Whether it’s citizen journalism or memeing a president into The White House, media, hedge funds managers, bankers and others are always trying to silence the people in an attempt to maintain control.

The US Securities and Exchange Commission (SEC), mainstream media, and hedge funds are trying to find a way to control online conversations where they concern suspected posting of information whose goal is to “hype stocks.”

This is going to open another front in the “war on misinformation” on the internet, likely equally as controversial as all the previous ones, as reports suggest the SEC will have a hard time discerning legitimate opinion about a certain stock and freely sharing that opinion, from somebody’s premeditated scheme to drive the price up.

It’s no coincidence that these musings on regulating the internet in this context come as the fascinating story of the GameStop retailer has been developing in recent weeks.

The company’s shares more than quadrupled in that time, with the buying driven and given a huge boost by commentary posted on online communities like Reddit’s WallStreetBets.

Playing the stock market game by the rules established by entities like hedge funds, a large number of retail traders have now come together to benefit from those same rules in the GameStop case.

By using market tools available to them, they realized that they can “overpower any institution or short seller in the world, outside of the Fed, of course,” Timothy Collins wrote for Real Money, commenting on the GameStop phenomenon.
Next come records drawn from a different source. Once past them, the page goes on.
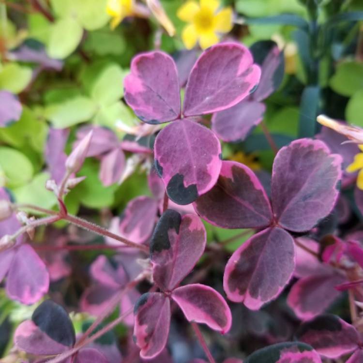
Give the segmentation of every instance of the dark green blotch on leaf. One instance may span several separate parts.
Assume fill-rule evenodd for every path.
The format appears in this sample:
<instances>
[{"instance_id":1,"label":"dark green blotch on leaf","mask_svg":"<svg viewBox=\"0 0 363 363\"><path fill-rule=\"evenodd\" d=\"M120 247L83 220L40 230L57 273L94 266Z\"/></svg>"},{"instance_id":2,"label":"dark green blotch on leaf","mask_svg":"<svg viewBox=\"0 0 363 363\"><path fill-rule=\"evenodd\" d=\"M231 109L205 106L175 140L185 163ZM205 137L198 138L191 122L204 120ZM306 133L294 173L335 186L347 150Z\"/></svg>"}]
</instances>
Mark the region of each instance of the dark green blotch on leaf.
<instances>
[{"instance_id":1,"label":"dark green blotch on leaf","mask_svg":"<svg viewBox=\"0 0 363 363\"><path fill-rule=\"evenodd\" d=\"M197 185L191 184L186 188L184 186L184 175L179 173L169 181L166 193L173 202L181 205L190 204L198 196Z\"/></svg>"},{"instance_id":2,"label":"dark green blotch on leaf","mask_svg":"<svg viewBox=\"0 0 363 363\"><path fill-rule=\"evenodd\" d=\"M177 234L179 234L182 216L176 211L168 209L163 213L156 225L150 242L151 257L154 252L161 252L170 248L168 232L170 229L174 229Z\"/></svg>"},{"instance_id":3,"label":"dark green blotch on leaf","mask_svg":"<svg viewBox=\"0 0 363 363\"><path fill-rule=\"evenodd\" d=\"M31 316L34 323L53 340L67 347L76 343L73 324L67 312L51 300L43 302Z\"/></svg>"}]
</instances>

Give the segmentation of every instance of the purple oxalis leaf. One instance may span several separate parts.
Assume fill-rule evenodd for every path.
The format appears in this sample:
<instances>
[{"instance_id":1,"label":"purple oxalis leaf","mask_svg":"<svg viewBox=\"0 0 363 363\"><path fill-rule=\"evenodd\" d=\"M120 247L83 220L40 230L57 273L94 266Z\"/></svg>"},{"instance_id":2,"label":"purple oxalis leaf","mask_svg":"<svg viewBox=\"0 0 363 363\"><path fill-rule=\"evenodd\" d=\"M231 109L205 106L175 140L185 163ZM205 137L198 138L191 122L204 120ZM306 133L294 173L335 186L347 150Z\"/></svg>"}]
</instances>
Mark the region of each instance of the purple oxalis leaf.
<instances>
[{"instance_id":1,"label":"purple oxalis leaf","mask_svg":"<svg viewBox=\"0 0 363 363\"><path fill-rule=\"evenodd\" d=\"M0 128L20 118L23 107L17 97L6 91L0 91Z\"/></svg>"},{"instance_id":2,"label":"purple oxalis leaf","mask_svg":"<svg viewBox=\"0 0 363 363\"><path fill-rule=\"evenodd\" d=\"M106 127L87 125L80 127L77 131L77 140L73 145L74 150L91 130L93 132L87 151L88 157L99 156L120 147L120 141L113 131Z\"/></svg>"},{"instance_id":3,"label":"purple oxalis leaf","mask_svg":"<svg viewBox=\"0 0 363 363\"><path fill-rule=\"evenodd\" d=\"M48 292L49 276L44 262L28 244L16 251L8 273L6 292L12 299L30 304Z\"/></svg>"},{"instance_id":4,"label":"purple oxalis leaf","mask_svg":"<svg viewBox=\"0 0 363 363\"><path fill-rule=\"evenodd\" d=\"M329 358L353 351L360 343L355 328L332 314L320 315L305 323L297 334L299 340L310 344L319 354Z\"/></svg>"},{"instance_id":5,"label":"purple oxalis leaf","mask_svg":"<svg viewBox=\"0 0 363 363\"><path fill-rule=\"evenodd\" d=\"M316 137L325 142L332 152L341 156L343 185L352 179L354 180L355 174L348 173L346 169L353 163L354 156L359 152L357 144L348 142L349 139L348 137L326 126L321 128L321 131Z\"/></svg>"},{"instance_id":6,"label":"purple oxalis leaf","mask_svg":"<svg viewBox=\"0 0 363 363\"><path fill-rule=\"evenodd\" d=\"M316 256L307 252L303 248L306 247L318 254L320 248L319 243L314 240L306 237L296 238L295 241L296 263L294 276L300 278L315 274L326 272L327 266L321 263ZM330 270L329 268L328 269Z\"/></svg>"},{"instance_id":7,"label":"purple oxalis leaf","mask_svg":"<svg viewBox=\"0 0 363 363\"><path fill-rule=\"evenodd\" d=\"M98 316L109 306L110 301L117 293L114 287L95 285L85 289L82 294L79 305L82 311Z\"/></svg>"},{"instance_id":8,"label":"purple oxalis leaf","mask_svg":"<svg viewBox=\"0 0 363 363\"><path fill-rule=\"evenodd\" d=\"M319 355L309 345L300 342L287 342L259 349L249 356L244 363L321 363Z\"/></svg>"},{"instance_id":9,"label":"purple oxalis leaf","mask_svg":"<svg viewBox=\"0 0 363 363\"><path fill-rule=\"evenodd\" d=\"M261 79L252 99L261 101L276 91L284 76L284 52L280 51L274 42L261 41L251 47L254 60L261 67Z\"/></svg>"},{"instance_id":10,"label":"purple oxalis leaf","mask_svg":"<svg viewBox=\"0 0 363 363\"><path fill-rule=\"evenodd\" d=\"M64 309L51 300L43 302L34 311L31 320L16 329L16 346L27 353L58 354L71 348L76 342L72 321Z\"/></svg>"},{"instance_id":11,"label":"purple oxalis leaf","mask_svg":"<svg viewBox=\"0 0 363 363\"><path fill-rule=\"evenodd\" d=\"M121 148L116 148L102 157L99 178L105 186L119 182L125 168L125 154Z\"/></svg>"},{"instance_id":12,"label":"purple oxalis leaf","mask_svg":"<svg viewBox=\"0 0 363 363\"><path fill-rule=\"evenodd\" d=\"M265 109L261 102L243 100L230 108L214 113L212 130L224 141L243 140L251 129L261 122Z\"/></svg>"},{"instance_id":13,"label":"purple oxalis leaf","mask_svg":"<svg viewBox=\"0 0 363 363\"><path fill-rule=\"evenodd\" d=\"M206 324L222 334L229 331L232 325L229 307L212 287L200 284L182 286L173 291L171 298L189 321Z\"/></svg>"},{"instance_id":14,"label":"purple oxalis leaf","mask_svg":"<svg viewBox=\"0 0 363 363\"><path fill-rule=\"evenodd\" d=\"M91 265L91 274L95 281L110 287L118 288L127 282L127 276L122 265L118 263L114 267L103 255L99 256Z\"/></svg>"},{"instance_id":15,"label":"purple oxalis leaf","mask_svg":"<svg viewBox=\"0 0 363 363\"><path fill-rule=\"evenodd\" d=\"M152 233L158 203L153 198L141 196L130 200L123 211L119 234L136 243L143 243Z\"/></svg>"},{"instance_id":16,"label":"purple oxalis leaf","mask_svg":"<svg viewBox=\"0 0 363 363\"><path fill-rule=\"evenodd\" d=\"M225 291L230 300L257 310L281 292L294 267L292 237L280 228L265 229L245 242L228 260Z\"/></svg>"},{"instance_id":17,"label":"purple oxalis leaf","mask_svg":"<svg viewBox=\"0 0 363 363\"><path fill-rule=\"evenodd\" d=\"M157 200L162 200L165 193L165 186L153 165L148 176L148 184L154 197Z\"/></svg>"},{"instance_id":18,"label":"purple oxalis leaf","mask_svg":"<svg viewBox=\"0 0 363 363\"><path fill-rule=\"evenodd\" d=\"M359 212L363 215L363 190L357 186L354 188L354 201Z\"/></svg>"},{"instance_id":19,"label":"purple oxalis leaf","mask_svg":"<svg viewBox=\"0 0 363 363\"><path fill-rule=\"evenodd\" d=\"M183 49L173 54L173 58L178 69L180 86L183 87L186 84L190 71L198 58L197 52L196 49Z\"/></svg>"},{"instance_id":20,"label":"purple oxalis leaf","mask_svg":"<svg viewBox=\"0 0 363 363\"><path fill-rule=\"evenodd\" d=\"M38 63L47 69L59 71L63 67L63 62L48 57L43 44L34 39L26 40L19 47L12 50L11 55L18 61Z\"/></svg>"},{"instance_id":21,"label":"purple oxalis leaf","mask_svg":"<svg viewBox=\"0 0 363 363\"><path fill-rule=\"evenodd\" d=\"M0 282L10 270L16 253L14 248L9 248L0 252Z\"/></svg>"},{"instance_id":22,"label":"purple oxalis leaf","mask_svg":"<svg viewBox=\"0 0 363 363\"><path fill-rule=\"evenodd\" d=\"M164 128L155 142L156 169L169 197L189 204L215 184L222 165L221 145L213 133L187 119Z\"/></svg>"},{"instance_id":23,"label":"purple oxalis leaf","mask_svg":"<svg viewBox=\"0 0 363 363\"><path fill-rule=\"evenodd\" d=\"M346 363L362 363L363 362L363 350L360 349L347 361Z\"/></svg>"},{"instance_id":24,"label":"purple oxalis leaf","mask_svg":"<svg viewBox=\"0 0 363 363\"><path fill-rule=\"evenodd\" d=\"M182 217L172 210L163 214L150 243L153 277L162 290L172 290L190 272L206 241L204 226L197 215Z\"/></svg>"},{"instance_id":25,"label":"purple oxalis leaf","mask_svg":"<svg viewBox=\"0 0 363 363\"><path fill-rule=\"evenodd\" d=\"M16 328L14 341L21 350L38 355L60 354L69 348L52 339L30 320L22 322Z\"/></svg>"},{"instance_id":26,"label":"purple oxalis leaf","mask_svg":"<svg viewBox=\"0 0 363 363\"><path fill-rule=\"evenodd\" d=\"M349 241L346 243L347 254L363 269L363 248L359 242Z\"/></svg>"},{"instance_id":27,"label":"purple oxalis leaf","mask_svg":"<svg viewBox=\"0 0 363 363\"><path fill-rule=\"evenodd\" d=\"M262 228L272 219L268 198L256 176L233 161L222 162L216 184L194 206L203 219L223 228Z\"/></svg>"},{"instance_id":28,"label":"purple oxalis leaf","mask_svg":"<svg viewBox=\"0 0 363 363\"><path fill-rule=\"evenodd\" d=\"M56 183L60 182L65 174L67 155L64 148L69 135L69 129L50 128L48 133L45 158L51 177Z\"/></svg>"},{"instance_id":29,"label":"purple oxalis leaf","mask_svg":"<svg viewBox=\"0 0 363 363\"><path fill-rule=\"evenodd\" d=\"M338 195L341 161L319 140L297 140L279 151L272 167L272 200L281 227L304 232L329 214Z\"/></svg>"},{"instance_id":30,"label":"purple oxalis leaf","mask_svg":"<svg viewBox=\"0 0 363 363\"><path fill-rule=\"evenodd\" d=\"M151 359L164 348L170 323L170 299L159 292L142 295L135 304L134 335L142 358Z\"/></svg>"},{"instance_id":31,"label":"purple oxalis leaf","mask_svg":"<svg viewBox=\"0 0 363 363\"><path fill-rule=\"evenodd\" d=\"M260 75L251 52L241 44L211 47L199 57L189 75L184 115L212 113L234 106L248 96Z\"/></svg>"},{"instance_id":32,"label":"purple oxalis leaf","mask_svg":"<svg viewBox=\"0 0 363 363\"><path fill-rule=\"evenodd\" d=\"M294 285L287 297L287 303L302 320L309 320L324 311L340 295L336 285L347 277L327 266L325 273L303 277Z\"/></svg>"},{"instance_id":33,"label":"purple oxalis leaf","mask_svg":"<svg viewBox=\"0 0 363 363\"><path fill-rule=\"evenodd\" d=\"M155 124L180 117L180 88L173 59L159 51L133 59L125 78L125 99L140 120Z\"/></svg>"}]
</instances>

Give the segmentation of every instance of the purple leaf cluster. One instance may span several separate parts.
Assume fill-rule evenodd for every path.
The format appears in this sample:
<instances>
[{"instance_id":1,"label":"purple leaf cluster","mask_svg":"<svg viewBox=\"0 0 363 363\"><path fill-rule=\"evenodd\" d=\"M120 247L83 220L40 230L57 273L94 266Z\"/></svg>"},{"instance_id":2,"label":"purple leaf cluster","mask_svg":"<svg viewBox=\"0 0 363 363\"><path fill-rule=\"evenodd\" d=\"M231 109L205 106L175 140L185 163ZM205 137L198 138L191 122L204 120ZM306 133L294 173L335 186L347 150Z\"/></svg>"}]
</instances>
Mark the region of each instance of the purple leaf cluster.
<instances>
[{"instance_id":1,"label":"purple leaf cluster","mask_svg":"<svg viewBox=\"0 0 363 363\"><path fill-rule=\"evenodd\" d=\"M39 357L60 354L76 343L74 328L67 312L51 300L43 302L30 320L16 329L15 345L27 353ZM107 363L104 354L94 348L83 348L66 359L65 363Z\"/></svg>"},{"instance_id":2,"label":"purple leaf cluster","mask_svg":"<svg viewBox=\"0 0 363 363\"><path fill-rule=\"evenodd\" d=\"M173 121L158 135L156 170L169 197L188 204L210 190L221 167L221 145L213 132L193 118L228 108L258 83L259 67L237 43L217 45L199 57L189 75L182 107L177 66L166 53L137 56L124 81L125 99L142 121Z\"/></svg>"},{"instance_id":3,"label":"purple leaf cluster","mask_svg":"<svg viewBox=\"0 0 363 363\"><path fill-rule=\"evenodd\" d=\"M298 140L280 149L272 167L270 203L249 168L224 161L215 186L194 207L210 223L260 232L232 255L224 287L228 298L258 309L277 296L294 272L292 232L311 229L332 210L338 196L341 157L319 140Z\"/></svg>"},{"instance_id":4,"label":"purple leaf cluster","mask_svg":"<svg viewBox=\"0 0 363 363\"><path fill-rule=\"evenodd\" d=\"M262 120L266 107L261 102L280 86L284 76L283 52L272 41L261 41L251 48L255 61L261 67L256 90L235 106L216 112L212 119L212 130L224 141L243 140Z\"/></svg>"},{"instance_id":5,"label":"purple leaf cluster","mask_svg":"<svg viewBox=\"0 0 363 363\"><path fill-rule=\"evenodd\" d=\"M140 356L152 358L164 348L174 301L189 321L206 324L224 333L231 324L229 308L212 287L200 284L178 287L204 251L206 231L194 214L167 210L160 217L150 244L154 283L160 292L144 294L134 308L134 335Z\"/></svg>"}]
</instances>

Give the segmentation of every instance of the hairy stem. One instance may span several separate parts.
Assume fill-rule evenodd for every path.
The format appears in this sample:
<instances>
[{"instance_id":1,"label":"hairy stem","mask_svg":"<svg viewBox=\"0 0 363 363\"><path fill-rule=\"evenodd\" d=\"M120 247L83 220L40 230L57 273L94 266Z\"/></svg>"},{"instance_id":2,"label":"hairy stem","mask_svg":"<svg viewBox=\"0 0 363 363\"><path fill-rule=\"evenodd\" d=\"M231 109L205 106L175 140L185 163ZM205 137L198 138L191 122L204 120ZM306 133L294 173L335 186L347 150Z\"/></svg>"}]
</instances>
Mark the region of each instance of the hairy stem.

But even though the brick-and-mortar business, described in reports as a “beloved meme stock” over on WallStreetBets, is enjoying success in the stock market, one group of players has been hurting, at least for the time being: those billionaire hedge funds who had decided to short GameStop’s stock.

Short selling means borrowing stock, selling it expecting its price to drop, buying it back at a lower price, returning it to lender and making profit generated by the difference.

But now those who sold GameStop’s stock a couple of weeks ago would have to pay above 250% more to buy it back.

The way internet communities who are playing the game make gains by going for “out-of-the-money call options or low-float stocks,” Collins explained, calling the realization that they can do pull all this off “an awakening.”

Now the SEC scrutiny of online speech and hints at more regulation seems to many like an attempt to protect professional speculators from everybody else who is using established tools.

“Regulation for what? Exchange of ideas? Our own Due Diligence? Winning against you in your own game? Yeah, in most cases your buddies at the SEC would gladly do so if you tell them anyway,” said a post on WallStreetBets, slamming at the same time “market manipulators who have been using dirty tactics for decades.”